# Evangelism Linebacker



## Bladestunner316 (Jan 3, 2006)

Link

blade


----------



## VirginiaHuguenot (Jan 4, 2006)




----------



## Puddleglum (Jan 4, 2006)

Ouch! Brings back memories of Campus Crusade (they showed this to us there!) . . . "God loves you, so get off the floor & go door-to-door"


----------



## fredtgreco (Jan 4, 2006)

Yet another example of poor church copy-cat ism. If you want to see something *really* funny, you have to see the "Office Linebacker" series. It may be the funniest thing I have ever seen.


----------



## alwaysreforming (Jan 5, 2006)

Yeah, Fred, they definitely just copied that office commercial. Especially the part where he says something nice to that girl who passes by after he tackled somebody. Pretty lame to copy something so directly without giving credit to the original creator.

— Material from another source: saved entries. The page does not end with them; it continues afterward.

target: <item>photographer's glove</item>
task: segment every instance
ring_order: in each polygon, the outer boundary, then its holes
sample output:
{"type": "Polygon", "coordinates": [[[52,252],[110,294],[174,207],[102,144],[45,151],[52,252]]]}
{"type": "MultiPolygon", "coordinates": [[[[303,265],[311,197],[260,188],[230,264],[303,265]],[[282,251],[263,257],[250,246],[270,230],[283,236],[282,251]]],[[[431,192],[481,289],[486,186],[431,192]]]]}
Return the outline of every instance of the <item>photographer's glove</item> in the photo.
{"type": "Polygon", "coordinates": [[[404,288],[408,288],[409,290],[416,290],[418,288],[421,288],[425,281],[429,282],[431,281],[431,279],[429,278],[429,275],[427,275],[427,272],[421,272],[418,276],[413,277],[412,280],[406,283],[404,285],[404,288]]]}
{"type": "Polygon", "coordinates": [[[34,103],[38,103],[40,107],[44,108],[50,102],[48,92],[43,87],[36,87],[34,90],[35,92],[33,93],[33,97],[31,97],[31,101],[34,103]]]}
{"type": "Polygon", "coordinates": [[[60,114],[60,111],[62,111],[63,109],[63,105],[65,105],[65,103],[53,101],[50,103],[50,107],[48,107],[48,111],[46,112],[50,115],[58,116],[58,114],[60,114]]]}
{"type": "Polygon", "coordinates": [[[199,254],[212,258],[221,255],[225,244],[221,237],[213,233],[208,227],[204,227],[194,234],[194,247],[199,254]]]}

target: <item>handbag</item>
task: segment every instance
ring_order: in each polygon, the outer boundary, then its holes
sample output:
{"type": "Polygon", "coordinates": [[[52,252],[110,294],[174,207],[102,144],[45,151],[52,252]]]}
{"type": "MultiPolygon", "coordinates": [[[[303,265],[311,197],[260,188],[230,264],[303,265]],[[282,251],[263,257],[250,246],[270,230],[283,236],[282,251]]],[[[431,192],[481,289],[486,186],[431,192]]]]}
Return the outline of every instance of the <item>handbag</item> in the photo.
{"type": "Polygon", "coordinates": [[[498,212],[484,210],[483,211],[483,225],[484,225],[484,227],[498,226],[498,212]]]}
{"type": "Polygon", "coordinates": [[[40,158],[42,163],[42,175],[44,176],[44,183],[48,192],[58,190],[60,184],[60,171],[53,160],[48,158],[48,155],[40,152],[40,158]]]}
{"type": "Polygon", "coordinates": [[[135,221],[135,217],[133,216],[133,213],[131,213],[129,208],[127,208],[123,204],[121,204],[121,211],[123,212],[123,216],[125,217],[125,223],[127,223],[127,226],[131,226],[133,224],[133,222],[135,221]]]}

However, it was pretty funny. They did a professional job with it. I liked the part where the guy's on the phone in his house and he thinks he hears some noises behind him and you see the linebacker going from room to room sneaking up on him!


----------



## BrianBowman (Jan 10, 2006)

> _Originally posted by Puddleglum_
> Ouch! Brings back memories of Campus Crusade (they showed this to us there!) . . . "God loves you, so get off the floor & go door-to-door"



... my thoughts excatly!


----------